ALESSIO Un figlio, che ha ammazzato barbaramente sua madre.

DON FABIO Bravo! bravo! Questo è un nuovo Nerone, e potrò farne una seconda Agrippina.

TONINO Un fio che ha mazzà so mare! Oh, oh, oh. La gustosa. Tirè avanti, sior Alessio. Ghe xe altri de sti bei esempieti? Oh, oh, oh.

ALESSIO Gran pazzo ch’è colui.

FLAMINIO (ad Aurelio) (Se non si avesse da fare altro nel mondo, sarebbe un gran bel vivere nell’ospitale!

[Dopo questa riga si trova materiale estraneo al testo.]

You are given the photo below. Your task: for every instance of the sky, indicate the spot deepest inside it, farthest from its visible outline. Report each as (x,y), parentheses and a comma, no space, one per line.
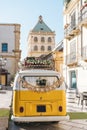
(26,13)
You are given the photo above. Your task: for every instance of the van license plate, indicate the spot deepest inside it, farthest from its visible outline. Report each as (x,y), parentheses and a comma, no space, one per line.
(41,108)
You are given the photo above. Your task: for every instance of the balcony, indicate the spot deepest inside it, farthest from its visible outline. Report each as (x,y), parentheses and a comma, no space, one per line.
(84,53)
(66,2)
(83,15)
(71,30)
(71,59)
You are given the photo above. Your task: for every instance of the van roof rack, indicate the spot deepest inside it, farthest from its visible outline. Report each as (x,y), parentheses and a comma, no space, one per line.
(35,63)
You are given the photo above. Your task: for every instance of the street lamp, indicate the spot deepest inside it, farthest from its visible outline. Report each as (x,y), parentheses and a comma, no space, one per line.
(3,62)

Almeno questo genere di pazzi gusto).

AURELIO (a Flaminio) (A me non può darmelo che la mia Rosina. Tutto va bene, ma ella ancor non si vede).

ALESSIO (leggendo) Questo imperatore, questo imperatore si prende delle gran libertà. Bisognerà aprire gli occhi, e metterlo in soggezione.

RODOLFO (mettendole mani in fianco, e in collera) Che dite? Parlate con creanza, o vi facciamo appiccare per delitto di lesa maestà. Impertinente! Abbiamo stampato i nostri manifesti, abbiamo pubblicate le nostre ragioni. Il nostro gabinetto ci ha fatto giustizia, e noi vogliamo farcela cogli altri.

TONINO Ohe, l’imperator va in collera. Ah, ah, ah.

AURELIO (a Benigno) (Ma, amico, per carità, questa Rosina).

BENIGNO Oh! s’avvicina l’ora della buccolica; bisognerà chiamare le donne. (Chiama al camerino piú vicino alla platea a mano dritta, poi a quello di rimpetto; dall’uno Rosina, dall’altro Camilla) Rosina, Camilla, è ora d’unirsi con tutti.